La vita le regala di tutto e di più: bellezza ed eleganza, buonumore e dolcezza, allegria e tanta pace. E anche l’amore, che sboccia sui diciassette anni, ma che sembra non soddisfare appieno la sua ricerca di un più grande amore. Come neppure la realizza la maternità adottiva di ben sei figli di cui a diciotto anni comincia a prendersi cura, in conseguenza della morte quasi contemporanea di due sue giovani cognate. In realtà, nel cuore di Bruna sta nascendo la vocazione religiosa, che la famiglia non contrasta in nome di quella fede solida in cui i figli sono stati educati e che lei riesce ad appagare a ventidue anni, entrando tra le suore terziarie francescane di sant’Onofrio a Rimini.
Per questo, a ventitré anni, parte per Rimini con l’intenzione di consacrarsi al Signore.
Nel 1941 veste l’abito delle suore Terziarie francescane di sant’Onofrio (oggi Francescane missionarie di Cristo).
Dopo il noviziato e i primi voti, con il nuovo nome di suor Maria Rosa si tuffa nella vita attiva della comunità di Sassuolo, proprio negli anni in cui infuria la guerra che semina distruzione e morte. «Vengo dalla campagna, sono abituata a lavorare», risponde a chi le suggerisce di risparmiarsi un po’ nella sua frenetica attività di apostolato.
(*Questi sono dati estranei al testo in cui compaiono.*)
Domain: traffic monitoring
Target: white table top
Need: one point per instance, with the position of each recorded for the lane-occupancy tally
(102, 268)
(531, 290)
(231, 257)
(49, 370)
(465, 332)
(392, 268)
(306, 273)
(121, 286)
La svolta della sua vita arriva nel 1945, non solo perché è trasferita a Ferrara, ma soprattutto perché in quell’anno si manifestano in lei i sintomi della tubercolosi, che a novembre le spalancano le porte del sanatorio. Ha ventotto anni, solo cinque dei quali passati in convento; gliene restano altrettanti da vivere, ma tutti nella scomoda e dolorosa condizione di malata cronica, in una clausura non voluta, in un isolamento che tanto contrasta con il suo carattere, in una monotonia che rischia di tingere incessantemente di grigio i giorni, le settimane e gli anni. «Ho iniziato la mia vita sanatoriale piangendo, ma ho chiesto al buon Dio di terminarla cantando le sue misericordie». […] «Sia benedetto il Signore che mi concede la grazia di un pochino della sua santa croce e mi dà la grande grazia di portarla nella pace… Come dono, non come peso».
Trascorre tutti questi anni quasi interamente nei sanatori di varie città, con rare uscite nella vita normale delle suore. Dai sanatori invia molte lettere (quasi duemila) a consorelle, sacerdoti, laici, ammalati, esortandoli ad essere coraggiosi testimoni cristiani.
«Lo dico in un momento in cui non posso tradire… Quello che conta è amare il Signore. Sono felice perché muoio nell’amore, sono felice perché amo tutti», esclama il primo dicembre 1972, poco prima di chiudere gli occhi per sempre.
È stata beatificata il 29 aprile 2007, a Rimini.